Division of Emergency Medicine, Department of Surgery, Duke University, Durham, North Carolina, USA.
Duke Global Health Institute, Durham, North Carolina, USA.
BMJ Open. 2017 Nov 9;7(11):e018829. doi: 10.1136/bmjopen-2017-018829.
Sub-Saharan Africa is particularly vulnerable to the growing global burden of hypertension, but epidemiological studies are limited and barriers to optimal management are poorly understood. Therefore, we undertook a community-based mixed-methods study in Tanzania to investigate the epidemiology of hypertension and barriers to care.
In Northern Tanzania, between December 2013 and June 2015, we conducted a mixed-methods study, including a cross-sectional household epidemiological survey and qualitative sessions of focus groups and in-depth interviews. For the survey, we assessed for hypertension, defined as a single blood pressure ≥160/100 mm Hg, a two-time average of ≥140/90 mm Hg or current use of antihypertensive medications. To investigate relationships with potential risk factors, we used adjusted generalised linear models. Uncontrolled hypertension was defined as a two-time average measurement of ≥160/100 mm Hg irrespective of treatment status. Hypertension awareness was defined as a self-reported disease history in a participant with confirmed hypertension. To explore barriers to care, we identified emerging themes using an inductive approach within the framework method.
We enrolled 481 adults (median age 45 years) from 346 households, including 123 men (25.6%) and 358 women (74.4%). Overall, the prevalence of hypertension was 28.0% (95% CI 19.4% to 38.7%), which was independently associated with age >60 years (prevalence risk ratio (PRR) 4.68; 95% CI 2.25 to 9.74) and alcohol use (PRR 1.72; 95% CI 1.15 to 2.58). Traditional medicine use was inversely associated with hypertension (PRR 0.37; 95% CI 0.26 to 0.54). Nearly half (48.3%) of the participants were aware of their disease, but almost all (95.3%) had uncontrolled hypertension. In the qualitative sessions, we identified barriers to optimal care, including poor point-of-care communication, poor understanding of hypertension and structural barriers such as long wait times and undertrained providers.

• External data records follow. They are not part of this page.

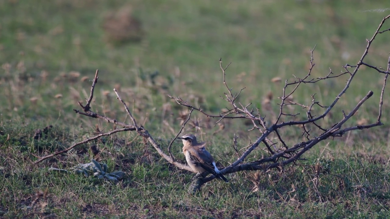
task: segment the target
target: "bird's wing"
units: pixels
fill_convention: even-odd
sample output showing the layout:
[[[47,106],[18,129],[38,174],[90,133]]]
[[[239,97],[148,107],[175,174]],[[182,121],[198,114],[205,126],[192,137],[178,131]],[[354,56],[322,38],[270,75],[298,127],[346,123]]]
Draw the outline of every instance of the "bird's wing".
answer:
[[[193,154],[195,154],[197,152],[198,152],[198,156],[195,156]],[[211,156],[208,151],[206,150],[202,151],[198,150],[197,152],[193,152],[193,153],[191,153],[191,152],[189,150],[188,151],[190,158],[194,161],[195,164],[199,165],[212,174],[215,175],[217,174],[214,169],[215,167],[214,166],[214,165],[213,163],[212,157]],[[210,159],[210,157],[211,157],[211,159]]]

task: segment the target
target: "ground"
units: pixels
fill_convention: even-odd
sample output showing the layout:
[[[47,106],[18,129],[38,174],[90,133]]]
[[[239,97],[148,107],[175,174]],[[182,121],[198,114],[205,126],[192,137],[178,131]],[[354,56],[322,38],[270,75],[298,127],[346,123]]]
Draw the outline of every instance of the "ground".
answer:
[[[366,39],[389,14],[386,7],[364,0],[0,1],[0,217],[388,217],[388,89],[383,125],[327,140],[282,171],[232,173],[229,184],[213,180],[193,195],[187,189],[194,174],[170,164],[134,132],[32,163],[93,136],[96,127],[118,127],[73,111],[89,97],[97,69],[92,110],[131,124],[115,88],[166,152],[188,113],[168,94],[213,114],[229,107],[220,97],[227,91],[220,58],[224,65],[232,62],[226,73],[233,92],[246,88],[238,102],[252,102],[271,120],[285,80],[307,74],[310,49],[316,47],[313,78],[356,64]],[[376,39],[367,62],[385,68],[388,36]],[[328,105],[345,76],[303,85],[294,100],[309,104],[316,94]],[[375,122],[383,76],[362,67],[324,125],[339,121],[342,110],[349,112],[370,90],[372,97],[346,125]],[[306,116],[300,110],[297,119]],[[259,133],[248,131],[250,123],[225,120],[214,126],[217,120],[194,112],[184,132],[208,142],[217,164],[226,166],[237,158],[235,133],[239,148]],[[289,145],[304,140],[301,134],[282,132]],[[184,162],[181,147],[178,141],[172,152]],[[264,147],[248,161],[268,155]],[[114,182],[48,171],[91,159],[126,176]]]

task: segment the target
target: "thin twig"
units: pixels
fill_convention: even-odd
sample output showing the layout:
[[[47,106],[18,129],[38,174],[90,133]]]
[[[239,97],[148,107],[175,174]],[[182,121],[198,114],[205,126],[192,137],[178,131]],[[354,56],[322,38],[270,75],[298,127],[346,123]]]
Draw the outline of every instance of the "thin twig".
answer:
[[[174,139],[171,141],[170,143],[169,143],[169,145],[168,145],[168,153],[169,154],[169,155],[170,156],[171,158],[174,161],[176,159],[175,158],[175,157],[173,155],[173,154],[171,152],[171,147],[172,147],[172,144],[173,144],[174,142],[177,138],[177,137],[179,137],[179,135],[181,133],[181,131],[183,131],[183,129],[184,129],[184,127],[186,126],[186,124],[187,124],[187,123],[189,121],[190,121],[190,119],[191,118],[191,114],[192,114],[192,112],[193,111],[193,109],[191,109],[191,110],[190,111],[190,114],[188,114],[188,117],[187,118],[187,119],[186,120],[186,121],[184,121],[184,123],[183,123],[183,125],[181,126],[181,128],[180,129],[180,130],[178,132],[177,132],[177,134],[176,135],[175,138],[174,138]]]
[[[130,118],[131,118],[131,121],[133,121],[133,124],[134,124],[134,126],[135,126],[136,128],[138,129],[138,126],[137,125],[137,123],[135,121],[135,119],[134,118],[134,117],[133,117],[133,115],[131,115],[131,113],[130,112],[130,110],[129,110],[129,108],[126,105],[126,103],[125,103],[124,101],[122,101],[121,99],[121,97],[119,96],[119,94],[118,94],[118,92],[117,91],[117,89],[115,88],[114,88],[114,92],[115,92],[115,94],[117,95],[117,99],[119,99],[119,101],[121,101],[121,102],[122,103],[123,106],[124,106],[124,108],[126,110],[126,111],[127,112],[127,114],[129,114],[129,116],[130,117]]]

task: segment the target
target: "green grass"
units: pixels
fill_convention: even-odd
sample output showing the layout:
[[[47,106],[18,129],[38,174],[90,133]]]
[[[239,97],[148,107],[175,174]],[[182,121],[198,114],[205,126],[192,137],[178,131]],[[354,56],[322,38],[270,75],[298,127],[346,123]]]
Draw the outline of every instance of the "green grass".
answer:
[[[131,5],[142,24],[139,42],[113,42],[106,35],[107,15],[124,5]],[[277,112],[283,87],[271,79],[291,81],[292,75],[305,75],[316,45],[313,77],[326,75],[330,67],[335,74],[342,65],[356,64],[365,39],[388,14],[368,10],[388,7],[383,1],[364,0],[0,1],[0,217],[388,217],[387,96],[385,125],[322,142],[305,155],[307,161],[282,172],[236,173],[228,176],[229,184],[213,180],[193,196],[187,193],[193,174],[168,163],[131,132],[32,163],[35,156],[92,136],[97,125],[105,131],[114,128],[73,111],[88,98],[96,69],[92,110],[131,123],[112,92],[117,88],[138,124],[166,150],[181,126],[180,113],[187,110],[168,94],[213,114],[229,107],[219,97],[226,91],[220,58],[224,65],[232,62],[226,79],[233,92],[246,88],[238,101],[256,105],[269,119],[272,113],[263,108],[262,101],[271,93],[271,107]],[[367,62],[386,66],[388,36],[377,37]],[[370,90],[374,95],[346,125],[375,122],[383,76],[362,68],[323,124],[338,122],[341,110],[349,112]],[[309,104],[310,94],[316,93],[317,101],[328,105],[347,78],[303,85],[294,99]],[[305,117],[304,110],[294,111]],[[231,146],[235,132],[241,148],[259,134],[237,120],[223,120],[220,130],[214,126],[216,121],[194,112],[184,132],[210,142],[208,150],[226,166],[237,158]],[[200,129],[192,125],[196,122]],[[47,134],[34,139],[37,129],[50,125]],[[292,145],[305,140],[301,131],[286,127],[281,134]],[[184,161],[179,143],[172,150]],[[253,154],[249,160],[267,155],[262,150]],[[114,183],[48,171],[69,170],[92,159],[107,164],[110,171],[126,172],[126,177]],[[36,193],[46,189],[47,195],[36,199]]]

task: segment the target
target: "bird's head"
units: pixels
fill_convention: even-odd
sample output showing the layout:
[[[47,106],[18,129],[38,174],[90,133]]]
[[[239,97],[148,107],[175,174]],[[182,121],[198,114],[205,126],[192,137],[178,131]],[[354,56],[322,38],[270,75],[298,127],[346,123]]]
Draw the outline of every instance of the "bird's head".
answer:
[[[196,137],[191,134],[186,134],[181,136],[181,138],[178,138],[178,139],[181,139],[183,141],[183,144],[184,145],[192,145],[196,144],[197,142],[196,140]]]

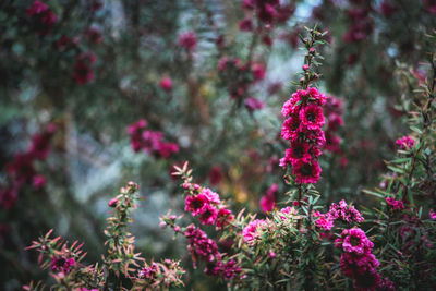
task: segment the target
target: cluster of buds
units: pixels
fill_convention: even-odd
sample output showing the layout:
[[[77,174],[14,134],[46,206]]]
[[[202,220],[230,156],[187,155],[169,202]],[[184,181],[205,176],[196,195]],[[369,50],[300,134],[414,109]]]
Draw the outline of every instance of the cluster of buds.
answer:
[[[292,94],[283,105],[282,114],[287,118],[281,129],[281,136],[291,141],[291,146],[286,150],[280,166],[292,165],[292,174],[299,184],[316,183],[320,177],[318,157],[322,155],[319,147],[325,143],[324,113],[322,106],[326,96],[317,88],[310,87],[310,83],[318,78],[318,74],[311,70],[311,65],[318,65],[316,59],[320,58],[315,46],[323,44],[320,37],[325,33],[308,29],[308,37],[303,38],[307,50],[303,64],[303,76],[300,80],[301,89]]]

In Northern Tanzania, the burden of hypertensive disease is substantial, and optimal hypertension control is rare. Transdisciplinary strategies sensitive to local practices should be explored to facilitate early diagnosis and sustained care delivery.

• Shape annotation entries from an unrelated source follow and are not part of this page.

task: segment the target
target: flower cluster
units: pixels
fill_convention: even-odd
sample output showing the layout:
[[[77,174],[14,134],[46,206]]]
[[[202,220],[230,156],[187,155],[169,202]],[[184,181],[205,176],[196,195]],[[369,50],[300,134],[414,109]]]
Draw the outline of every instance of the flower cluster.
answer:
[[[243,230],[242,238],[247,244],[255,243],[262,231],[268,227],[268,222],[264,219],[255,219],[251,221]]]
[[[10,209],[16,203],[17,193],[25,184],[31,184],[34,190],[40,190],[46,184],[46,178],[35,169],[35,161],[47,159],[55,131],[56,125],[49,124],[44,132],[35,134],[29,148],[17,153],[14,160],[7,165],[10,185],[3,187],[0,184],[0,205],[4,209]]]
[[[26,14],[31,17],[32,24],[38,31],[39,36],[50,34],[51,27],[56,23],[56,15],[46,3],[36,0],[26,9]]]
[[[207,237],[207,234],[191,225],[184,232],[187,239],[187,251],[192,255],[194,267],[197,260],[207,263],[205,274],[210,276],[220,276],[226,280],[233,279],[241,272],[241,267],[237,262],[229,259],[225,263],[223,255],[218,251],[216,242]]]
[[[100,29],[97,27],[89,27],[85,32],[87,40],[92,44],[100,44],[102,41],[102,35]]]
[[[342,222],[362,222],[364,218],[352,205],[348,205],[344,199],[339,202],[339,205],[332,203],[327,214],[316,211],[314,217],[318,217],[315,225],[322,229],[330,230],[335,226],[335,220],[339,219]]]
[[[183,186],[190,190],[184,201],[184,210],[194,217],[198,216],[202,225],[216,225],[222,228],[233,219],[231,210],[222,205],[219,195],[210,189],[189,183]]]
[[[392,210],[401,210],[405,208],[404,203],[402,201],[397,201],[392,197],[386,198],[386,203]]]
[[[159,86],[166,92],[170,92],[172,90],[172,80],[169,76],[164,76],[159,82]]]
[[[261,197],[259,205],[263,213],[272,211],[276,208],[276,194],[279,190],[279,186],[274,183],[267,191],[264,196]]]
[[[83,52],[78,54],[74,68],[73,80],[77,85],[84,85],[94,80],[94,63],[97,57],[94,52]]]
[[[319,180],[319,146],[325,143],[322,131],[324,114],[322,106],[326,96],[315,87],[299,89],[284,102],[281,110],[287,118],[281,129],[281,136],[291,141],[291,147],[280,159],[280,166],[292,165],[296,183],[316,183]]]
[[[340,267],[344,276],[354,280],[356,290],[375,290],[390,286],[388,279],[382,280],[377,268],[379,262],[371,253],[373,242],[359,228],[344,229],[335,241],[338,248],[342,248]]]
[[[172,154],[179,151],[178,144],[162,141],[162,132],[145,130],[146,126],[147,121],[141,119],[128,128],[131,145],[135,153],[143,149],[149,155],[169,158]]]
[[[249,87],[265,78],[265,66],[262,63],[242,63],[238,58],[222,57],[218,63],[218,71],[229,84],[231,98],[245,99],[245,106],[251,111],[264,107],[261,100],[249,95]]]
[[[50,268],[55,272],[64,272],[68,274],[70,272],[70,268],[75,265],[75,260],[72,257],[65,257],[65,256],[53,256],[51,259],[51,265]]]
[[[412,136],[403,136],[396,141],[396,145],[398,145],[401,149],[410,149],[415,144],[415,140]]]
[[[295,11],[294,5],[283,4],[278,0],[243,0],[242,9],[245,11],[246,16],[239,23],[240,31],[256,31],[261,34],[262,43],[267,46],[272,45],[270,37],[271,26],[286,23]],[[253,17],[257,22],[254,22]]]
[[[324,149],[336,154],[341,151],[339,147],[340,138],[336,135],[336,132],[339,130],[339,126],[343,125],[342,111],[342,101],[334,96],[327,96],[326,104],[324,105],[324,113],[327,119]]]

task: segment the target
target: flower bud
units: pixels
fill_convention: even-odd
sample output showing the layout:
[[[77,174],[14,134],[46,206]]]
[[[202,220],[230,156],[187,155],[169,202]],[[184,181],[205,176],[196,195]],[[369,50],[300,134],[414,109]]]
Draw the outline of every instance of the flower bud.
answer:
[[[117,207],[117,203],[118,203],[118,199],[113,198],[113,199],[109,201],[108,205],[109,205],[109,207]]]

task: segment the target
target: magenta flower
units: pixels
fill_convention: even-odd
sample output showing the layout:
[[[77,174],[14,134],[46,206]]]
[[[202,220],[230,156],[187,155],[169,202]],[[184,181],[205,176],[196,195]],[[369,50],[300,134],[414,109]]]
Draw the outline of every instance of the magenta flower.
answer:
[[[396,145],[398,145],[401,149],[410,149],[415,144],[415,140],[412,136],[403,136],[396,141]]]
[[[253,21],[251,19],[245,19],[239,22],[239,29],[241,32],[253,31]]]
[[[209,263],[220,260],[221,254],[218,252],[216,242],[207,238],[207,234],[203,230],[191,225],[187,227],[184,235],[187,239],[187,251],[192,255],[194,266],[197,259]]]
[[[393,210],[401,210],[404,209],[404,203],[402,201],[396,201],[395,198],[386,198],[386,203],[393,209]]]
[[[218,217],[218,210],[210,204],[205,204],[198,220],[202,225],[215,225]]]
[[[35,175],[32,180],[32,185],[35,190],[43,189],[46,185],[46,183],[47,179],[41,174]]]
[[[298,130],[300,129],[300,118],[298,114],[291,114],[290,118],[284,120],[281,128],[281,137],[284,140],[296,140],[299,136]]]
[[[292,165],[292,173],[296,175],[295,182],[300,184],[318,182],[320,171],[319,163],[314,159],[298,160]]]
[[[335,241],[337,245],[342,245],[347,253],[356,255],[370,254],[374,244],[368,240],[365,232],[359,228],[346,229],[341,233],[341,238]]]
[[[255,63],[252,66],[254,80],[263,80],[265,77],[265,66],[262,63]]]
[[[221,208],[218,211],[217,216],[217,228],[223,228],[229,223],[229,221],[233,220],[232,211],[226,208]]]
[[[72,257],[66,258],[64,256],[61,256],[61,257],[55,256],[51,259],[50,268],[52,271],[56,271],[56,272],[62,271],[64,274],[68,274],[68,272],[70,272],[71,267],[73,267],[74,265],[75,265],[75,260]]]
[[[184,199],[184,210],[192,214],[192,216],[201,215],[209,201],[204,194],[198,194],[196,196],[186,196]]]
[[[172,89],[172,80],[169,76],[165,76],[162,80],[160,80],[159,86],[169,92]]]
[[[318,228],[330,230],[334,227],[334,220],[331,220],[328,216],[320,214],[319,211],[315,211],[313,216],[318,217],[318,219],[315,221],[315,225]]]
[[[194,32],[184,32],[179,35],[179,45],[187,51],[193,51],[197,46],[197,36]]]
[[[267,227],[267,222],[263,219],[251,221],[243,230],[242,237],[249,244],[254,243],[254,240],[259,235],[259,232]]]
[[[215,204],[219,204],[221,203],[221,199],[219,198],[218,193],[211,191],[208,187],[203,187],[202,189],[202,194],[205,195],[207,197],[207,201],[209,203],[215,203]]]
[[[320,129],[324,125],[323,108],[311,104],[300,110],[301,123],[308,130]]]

撒哈拉以南非洲特别容易受到全球高血压负担日益加重的影响,但流行病学研究有限,对最佳管理的障碍也了解甚少。因此,我们在坦桑尼亚进行了一项基于社区的混合方法研究,以调查高血压的流行病学和护理障碍。
在坦桑尼亚北部,我们于 2013 年 12 月至 2015 年 6 月进行了一项混合方法研究,包括横断面家庭流行病学调查和焦点小组及深入访谈的定性会议。在调查中,我们评估了高血压,定义为单次血压≥160/100mmHg,两次平均血压≥140/90mmHg 或当前使用抗高血压药物。为了研究与潜在危险因素的关系,我们使用了调整后的广义线性模型。未控制的高血压定义为两次平均测量值≥160/100mmHg,无论治疗状态如何。高血压意识定义为患有高血压的参与者自我报告的疾病史。为了探索护理障碍,我们在框架方法内使用了一种归纳方法来确定新出现的主题。
我们从 346 户家庭中招募了 481 名成年人(中位年龄 45 岁),其中包括 123 名男性(25.6%)和 358 名女性(74.4%)。总体而言,高血压患病率为 28.0%(95%CI 19.4%至 38.7%),与年龄>60 岁(患病率比(PRR)4.68;95%CI 2.25 至 9.74)和饮酒(PRR 1.72;95%CI 1.15 至 2.58)独立相关。传统医学的使用与高血压呈负相关(PRR 0.37;95%CI 0.26 至 0.54)。近一半(48.3%)的参与者意识到自己的疾病,但几乎所有人(95.3%)都患有未控制的高血压。在定性会议中,我们确定了最佳护理的障碍,包括护理点沟通不良、对高血压的理解不足以及长等待时间和训练不足的提供者等结构障碍。
在坦桑尼亚北部,高血压疾病负担沉重,高血压控制情况不佳。应探索对当地实践敏感的跨学科策略,以促进早期诊断和持续护理。